Threads are scheduled according to their priority. When the kernel is choosing which thread will execute on a processor, the highest dynamic (variable) priority thread is picked. Priority inversion occurs when two (or more) threads with different priorities are in contention to be scheduled. Consider a simple case with three threads: Thread 1 is high priority and becomes ready to be scheduled, while thread 2, a low-priority thread, is executing in a critical section. Thread 1, the high-priority thread, begins waiting for a shared resource from thread 2. A third thread has medium priority. The third thread receives all the processor time, because the high-priority thread (thread 1) is busy waiting for shared resources from the low-priority thread (thread 2). Thread 2 won't leave the critical section, because it isn't the highest priority thread and won't be scheduled.
The Windows NT scheduler solves this problem by randomly boosting the priority of threads that are ready to run (in this case the low priority lock-holders). The low priority threads run long enough to let go of their lock (exit the critical section), and the high- priority thread gets the lock back. If the low-priority thread doesn't get enough CPU time to free its lock the first time, it will get another chance on the next scheduling round.
Priority inversion is handled differently in Windows 95. If a high priority thread is dependent on a low priority thread which will not be allowed to run because a medium priority thread is getting all of the CPU time, the system recognizes that the high priority thread is dependent on the low priority thread and will boost the low priority thread's priority up to the priority of the high priority thread. This will allow the formerly low priority thread to run and unblock the high priority thread that was waiting on it.

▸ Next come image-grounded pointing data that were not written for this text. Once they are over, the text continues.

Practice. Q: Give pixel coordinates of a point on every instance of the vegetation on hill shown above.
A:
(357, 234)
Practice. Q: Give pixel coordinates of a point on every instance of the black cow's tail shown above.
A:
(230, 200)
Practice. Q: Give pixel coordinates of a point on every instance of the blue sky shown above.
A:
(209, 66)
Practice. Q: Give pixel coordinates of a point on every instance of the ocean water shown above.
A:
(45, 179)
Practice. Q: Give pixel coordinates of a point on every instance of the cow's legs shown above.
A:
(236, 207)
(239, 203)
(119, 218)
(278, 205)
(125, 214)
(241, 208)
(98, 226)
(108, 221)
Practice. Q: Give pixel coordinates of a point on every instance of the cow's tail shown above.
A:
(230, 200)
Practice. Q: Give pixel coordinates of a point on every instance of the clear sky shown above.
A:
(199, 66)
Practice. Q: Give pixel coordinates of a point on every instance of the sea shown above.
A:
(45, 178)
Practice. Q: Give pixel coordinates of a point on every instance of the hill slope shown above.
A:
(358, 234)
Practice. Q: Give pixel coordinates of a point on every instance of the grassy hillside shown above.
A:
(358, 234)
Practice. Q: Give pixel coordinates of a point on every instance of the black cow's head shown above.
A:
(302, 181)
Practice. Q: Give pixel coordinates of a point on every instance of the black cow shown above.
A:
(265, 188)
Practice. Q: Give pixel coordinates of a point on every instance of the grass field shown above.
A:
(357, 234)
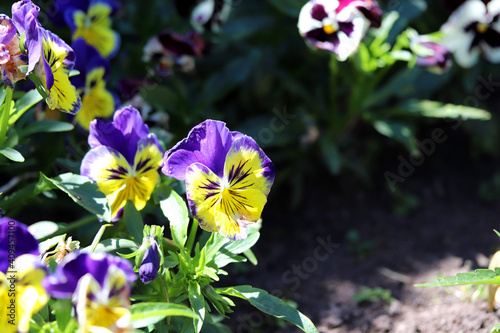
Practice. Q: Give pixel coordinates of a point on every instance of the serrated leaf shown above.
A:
(149, 313)
(229, 253)
(113, 244)
(24, 104)
(479, 276)
(11, 154)
(175, 210)
(435, 109)
(271, 305)
(84, 192)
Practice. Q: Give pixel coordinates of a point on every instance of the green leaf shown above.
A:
(399, 132)
(11, 154)
(479, 276)
(332, 156)
(229, 253)
(149, 313)
(84, 192)
(24, 104)
(197, 302)
(113, 244)
(46, 126)
(271, 305)
(175, 210)
(133, 221)
(47, 244)
(434, 109)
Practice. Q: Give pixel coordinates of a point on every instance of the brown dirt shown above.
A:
(450, 232)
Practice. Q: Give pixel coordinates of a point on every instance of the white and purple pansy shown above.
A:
(472, 30)
(227, 175)
(336, 26)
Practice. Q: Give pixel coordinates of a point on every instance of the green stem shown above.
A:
(192, 235)
(334, 71)
(4, 125)
(73, 225)
(98, 237)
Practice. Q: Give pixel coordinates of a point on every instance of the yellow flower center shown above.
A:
(481, 28)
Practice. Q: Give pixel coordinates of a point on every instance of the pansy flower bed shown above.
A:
(139, 144)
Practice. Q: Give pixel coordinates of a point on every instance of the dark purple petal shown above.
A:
(15, 240)
(150, 263)
(318, 12)
(63, 283)
(207, 143)
(7, 29)
(123, 134)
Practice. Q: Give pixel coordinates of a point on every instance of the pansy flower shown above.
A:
(99, 286)
(58, 61)
(173, 52)
(21, 267)
(97, 101)
(12, 59)
(41, 52)
(431, 54)
(473, 30)
(227, 175)
(124, 160)
(335, 26)
(93, 24)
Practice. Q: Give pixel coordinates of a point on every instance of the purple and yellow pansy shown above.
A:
(227, 175)
(97, 101)
(124, 160)
(21, 270)
(91, 21)
(99, 286)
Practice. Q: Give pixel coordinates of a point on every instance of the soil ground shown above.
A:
(450, 232)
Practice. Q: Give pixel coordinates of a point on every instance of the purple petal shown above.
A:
(123, 134)
(207, 143)
(150, 263)
(15, 236)
(63, 283)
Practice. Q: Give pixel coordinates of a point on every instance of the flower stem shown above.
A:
(98, 236)
(4, 124)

Each Process has a base priority. Each thread has a base priority that is a function of its process base priority. A thread's base priority is settable to:
All scheduling is done strictly by priority. The scheduler chooses the highest priority thread which is ready to run. On a multi-processor (MP) system, the highest N runnable threads run (where N is the number of processors). The thread priority used to make these decisions is the dynamic priority of the thread.

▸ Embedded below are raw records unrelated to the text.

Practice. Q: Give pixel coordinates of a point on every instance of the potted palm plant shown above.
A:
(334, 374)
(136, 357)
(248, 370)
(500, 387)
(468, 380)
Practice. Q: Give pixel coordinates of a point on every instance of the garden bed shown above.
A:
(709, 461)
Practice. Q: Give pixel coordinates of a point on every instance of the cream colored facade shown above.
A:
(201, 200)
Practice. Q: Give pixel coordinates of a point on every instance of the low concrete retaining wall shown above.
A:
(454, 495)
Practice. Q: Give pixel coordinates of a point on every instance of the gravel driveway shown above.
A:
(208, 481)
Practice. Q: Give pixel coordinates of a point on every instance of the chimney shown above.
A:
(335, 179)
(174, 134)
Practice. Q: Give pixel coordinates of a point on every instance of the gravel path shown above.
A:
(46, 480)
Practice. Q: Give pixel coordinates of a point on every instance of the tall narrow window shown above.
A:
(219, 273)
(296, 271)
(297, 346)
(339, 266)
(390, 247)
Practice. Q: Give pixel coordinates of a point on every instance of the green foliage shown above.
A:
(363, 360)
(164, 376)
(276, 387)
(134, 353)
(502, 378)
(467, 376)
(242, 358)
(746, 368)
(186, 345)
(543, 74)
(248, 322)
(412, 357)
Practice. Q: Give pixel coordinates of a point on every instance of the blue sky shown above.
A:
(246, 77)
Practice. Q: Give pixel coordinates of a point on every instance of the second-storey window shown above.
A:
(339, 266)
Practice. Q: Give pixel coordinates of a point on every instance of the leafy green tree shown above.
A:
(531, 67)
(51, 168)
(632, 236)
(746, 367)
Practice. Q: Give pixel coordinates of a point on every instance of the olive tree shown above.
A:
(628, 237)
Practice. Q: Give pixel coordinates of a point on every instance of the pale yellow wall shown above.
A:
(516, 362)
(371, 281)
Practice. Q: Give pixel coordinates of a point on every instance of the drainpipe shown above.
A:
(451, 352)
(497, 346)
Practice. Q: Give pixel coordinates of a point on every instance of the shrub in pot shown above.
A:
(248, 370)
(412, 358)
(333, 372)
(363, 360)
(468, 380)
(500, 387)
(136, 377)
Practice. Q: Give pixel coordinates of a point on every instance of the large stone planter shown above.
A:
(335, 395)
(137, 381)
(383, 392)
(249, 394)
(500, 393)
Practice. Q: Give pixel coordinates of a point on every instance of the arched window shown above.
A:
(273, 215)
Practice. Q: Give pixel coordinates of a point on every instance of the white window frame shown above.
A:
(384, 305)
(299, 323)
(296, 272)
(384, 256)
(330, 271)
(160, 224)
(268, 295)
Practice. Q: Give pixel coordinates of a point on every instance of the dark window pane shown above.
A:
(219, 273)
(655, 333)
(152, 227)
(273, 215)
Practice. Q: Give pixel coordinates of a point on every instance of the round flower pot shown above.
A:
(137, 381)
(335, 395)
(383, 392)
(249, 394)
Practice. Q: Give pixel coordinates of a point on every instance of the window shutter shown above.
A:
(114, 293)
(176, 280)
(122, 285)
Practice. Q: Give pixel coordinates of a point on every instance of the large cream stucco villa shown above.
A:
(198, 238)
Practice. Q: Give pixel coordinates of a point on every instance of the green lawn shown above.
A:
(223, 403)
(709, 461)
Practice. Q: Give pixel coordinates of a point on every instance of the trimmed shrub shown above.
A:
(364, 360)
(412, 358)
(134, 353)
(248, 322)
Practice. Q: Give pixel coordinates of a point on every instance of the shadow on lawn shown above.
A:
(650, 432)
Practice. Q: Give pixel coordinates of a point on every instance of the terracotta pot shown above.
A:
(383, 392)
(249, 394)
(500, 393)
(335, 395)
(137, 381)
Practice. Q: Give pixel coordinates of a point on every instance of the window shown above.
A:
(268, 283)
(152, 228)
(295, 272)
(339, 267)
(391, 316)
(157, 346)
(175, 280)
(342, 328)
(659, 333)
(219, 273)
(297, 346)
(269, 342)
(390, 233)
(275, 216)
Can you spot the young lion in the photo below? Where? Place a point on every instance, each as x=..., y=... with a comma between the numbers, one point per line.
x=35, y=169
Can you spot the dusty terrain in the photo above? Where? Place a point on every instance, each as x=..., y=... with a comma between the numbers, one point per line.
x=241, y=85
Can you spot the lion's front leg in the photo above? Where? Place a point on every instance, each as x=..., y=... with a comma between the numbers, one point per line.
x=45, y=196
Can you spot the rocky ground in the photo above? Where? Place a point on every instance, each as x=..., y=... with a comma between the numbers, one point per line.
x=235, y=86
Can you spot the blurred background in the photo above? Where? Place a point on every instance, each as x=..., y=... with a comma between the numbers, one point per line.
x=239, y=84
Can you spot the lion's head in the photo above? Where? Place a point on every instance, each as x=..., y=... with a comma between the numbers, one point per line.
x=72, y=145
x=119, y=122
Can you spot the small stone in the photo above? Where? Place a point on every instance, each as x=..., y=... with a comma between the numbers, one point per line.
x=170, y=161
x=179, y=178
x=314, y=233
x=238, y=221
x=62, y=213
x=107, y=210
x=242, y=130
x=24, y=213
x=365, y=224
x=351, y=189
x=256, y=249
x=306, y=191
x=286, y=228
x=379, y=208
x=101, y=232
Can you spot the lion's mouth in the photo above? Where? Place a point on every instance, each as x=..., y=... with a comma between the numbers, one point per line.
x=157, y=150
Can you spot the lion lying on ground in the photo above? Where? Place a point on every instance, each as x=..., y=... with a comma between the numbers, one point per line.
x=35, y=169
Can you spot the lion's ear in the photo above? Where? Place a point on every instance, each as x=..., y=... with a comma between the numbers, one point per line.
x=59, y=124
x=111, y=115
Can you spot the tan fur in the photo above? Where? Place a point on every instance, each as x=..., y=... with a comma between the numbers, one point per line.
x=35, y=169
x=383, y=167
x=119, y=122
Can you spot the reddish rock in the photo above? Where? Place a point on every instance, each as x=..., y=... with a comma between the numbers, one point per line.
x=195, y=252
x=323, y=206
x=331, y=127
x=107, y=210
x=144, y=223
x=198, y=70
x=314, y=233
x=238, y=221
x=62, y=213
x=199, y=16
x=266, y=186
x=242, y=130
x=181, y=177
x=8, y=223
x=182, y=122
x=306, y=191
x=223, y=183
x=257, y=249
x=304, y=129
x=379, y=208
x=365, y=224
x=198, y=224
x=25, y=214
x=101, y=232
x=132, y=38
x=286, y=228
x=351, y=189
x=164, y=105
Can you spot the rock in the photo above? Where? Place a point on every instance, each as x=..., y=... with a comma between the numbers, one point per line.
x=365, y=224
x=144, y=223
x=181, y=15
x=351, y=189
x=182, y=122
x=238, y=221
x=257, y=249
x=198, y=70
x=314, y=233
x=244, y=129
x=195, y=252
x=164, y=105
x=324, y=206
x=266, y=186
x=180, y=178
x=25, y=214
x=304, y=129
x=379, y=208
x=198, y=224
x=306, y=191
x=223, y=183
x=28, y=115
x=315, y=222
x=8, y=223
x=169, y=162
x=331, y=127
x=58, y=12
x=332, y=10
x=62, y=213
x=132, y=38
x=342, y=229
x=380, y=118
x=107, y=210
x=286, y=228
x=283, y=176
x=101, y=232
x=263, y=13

When a thread is scheduled, it is given a quantum of time in which to run. The quantum is in units of clock ticks. The system currently uses 2 units of quantum (10ms on r4000 and 15ms on x86).

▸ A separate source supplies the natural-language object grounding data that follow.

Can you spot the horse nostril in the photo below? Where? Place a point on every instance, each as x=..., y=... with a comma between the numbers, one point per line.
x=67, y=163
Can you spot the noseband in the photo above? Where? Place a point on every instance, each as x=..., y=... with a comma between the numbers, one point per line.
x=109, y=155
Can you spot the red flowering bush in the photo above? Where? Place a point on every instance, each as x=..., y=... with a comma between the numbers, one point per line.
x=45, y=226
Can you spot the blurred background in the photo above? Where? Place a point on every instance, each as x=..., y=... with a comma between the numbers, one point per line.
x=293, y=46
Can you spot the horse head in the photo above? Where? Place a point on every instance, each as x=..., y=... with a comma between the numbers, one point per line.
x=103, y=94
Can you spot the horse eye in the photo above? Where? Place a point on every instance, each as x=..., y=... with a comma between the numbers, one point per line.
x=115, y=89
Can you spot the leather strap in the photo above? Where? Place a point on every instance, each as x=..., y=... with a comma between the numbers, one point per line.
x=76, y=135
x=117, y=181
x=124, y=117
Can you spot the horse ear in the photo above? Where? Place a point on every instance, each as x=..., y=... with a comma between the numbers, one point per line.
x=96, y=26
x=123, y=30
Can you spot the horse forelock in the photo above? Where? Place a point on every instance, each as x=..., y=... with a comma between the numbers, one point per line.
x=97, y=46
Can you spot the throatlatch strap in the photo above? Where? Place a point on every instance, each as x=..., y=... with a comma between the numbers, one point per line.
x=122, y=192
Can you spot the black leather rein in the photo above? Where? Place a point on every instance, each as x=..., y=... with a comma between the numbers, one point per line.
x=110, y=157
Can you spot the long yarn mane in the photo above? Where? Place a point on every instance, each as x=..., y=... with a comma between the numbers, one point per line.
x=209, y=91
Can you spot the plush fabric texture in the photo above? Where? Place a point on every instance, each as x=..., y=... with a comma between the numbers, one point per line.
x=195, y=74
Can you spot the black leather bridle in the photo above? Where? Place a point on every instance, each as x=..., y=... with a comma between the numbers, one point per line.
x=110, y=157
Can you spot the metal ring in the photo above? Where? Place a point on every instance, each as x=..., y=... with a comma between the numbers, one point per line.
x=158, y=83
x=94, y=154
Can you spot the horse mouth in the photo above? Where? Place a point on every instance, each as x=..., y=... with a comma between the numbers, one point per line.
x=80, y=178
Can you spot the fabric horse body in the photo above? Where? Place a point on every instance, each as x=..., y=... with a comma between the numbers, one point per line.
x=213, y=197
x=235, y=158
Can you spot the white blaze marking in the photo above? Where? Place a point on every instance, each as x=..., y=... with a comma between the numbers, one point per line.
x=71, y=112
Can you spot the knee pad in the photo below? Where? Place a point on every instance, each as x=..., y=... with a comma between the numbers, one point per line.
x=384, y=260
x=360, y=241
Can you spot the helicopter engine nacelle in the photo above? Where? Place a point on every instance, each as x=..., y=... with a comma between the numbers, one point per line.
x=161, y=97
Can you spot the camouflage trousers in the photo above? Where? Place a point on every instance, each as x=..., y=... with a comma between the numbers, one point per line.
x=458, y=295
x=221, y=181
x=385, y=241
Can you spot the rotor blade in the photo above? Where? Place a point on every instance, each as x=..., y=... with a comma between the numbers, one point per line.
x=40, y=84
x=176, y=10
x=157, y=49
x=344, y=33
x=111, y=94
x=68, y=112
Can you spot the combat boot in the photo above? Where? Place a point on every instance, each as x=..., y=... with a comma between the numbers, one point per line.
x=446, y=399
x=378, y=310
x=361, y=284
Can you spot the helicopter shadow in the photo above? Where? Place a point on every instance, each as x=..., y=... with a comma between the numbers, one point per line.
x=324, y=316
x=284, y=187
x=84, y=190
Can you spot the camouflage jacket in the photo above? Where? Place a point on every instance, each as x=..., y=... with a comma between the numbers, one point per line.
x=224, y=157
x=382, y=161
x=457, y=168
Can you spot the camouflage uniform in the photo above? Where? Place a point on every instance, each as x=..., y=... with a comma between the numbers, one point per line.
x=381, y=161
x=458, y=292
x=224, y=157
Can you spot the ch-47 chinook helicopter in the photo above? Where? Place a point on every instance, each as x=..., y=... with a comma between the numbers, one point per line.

When a thread is caught running during the clock interrupt, its quantum is decremented by one. If the quantum goes to zero and the thread's dynamic priority is not at the base priority, the thread's dynamic priority is decremented by one and the thread's quantum is replenished. If a priority change occurs, then the scheduler locates the highest priority thread which is ready to run. Otherwise, the thread is placed at the end of the run queue for it's priority allowing threads of equal priority to be "round robin" scheduled. The above is a description of what is usually called priority decay, or quantum and priority decay.
When a thread voluntarily waits (an an event, for I/O, etc), the system will usually raise the thread's dynamic priority when it resumes. Internally, each wait type has an associated priority boost. For example, a wait associated with disk I/O has a one point dynamic boost. A wait associated with a keyboard I/O has a 5 point dynamic boost. In most cases, this boost will raise the priority of the thread such that it can be scheduled very soon afterwards, if not immediately.
There are other circumstances under which priority will be raised. For example, whenever a window receives input (timer messages, mouse move messages, etc), an appropriate boost is given to all threads within the process that owns the window. This is the boost that allows a thread to reshape the mouse pointer when the mouse moves over a window.
By default, the foreground application has a base process priority that is one point higher than the background application. This allows the foreground process to be even more responsive. This can be changed by bringing up the System applet, selecting the Tasking button, and choosing a different option.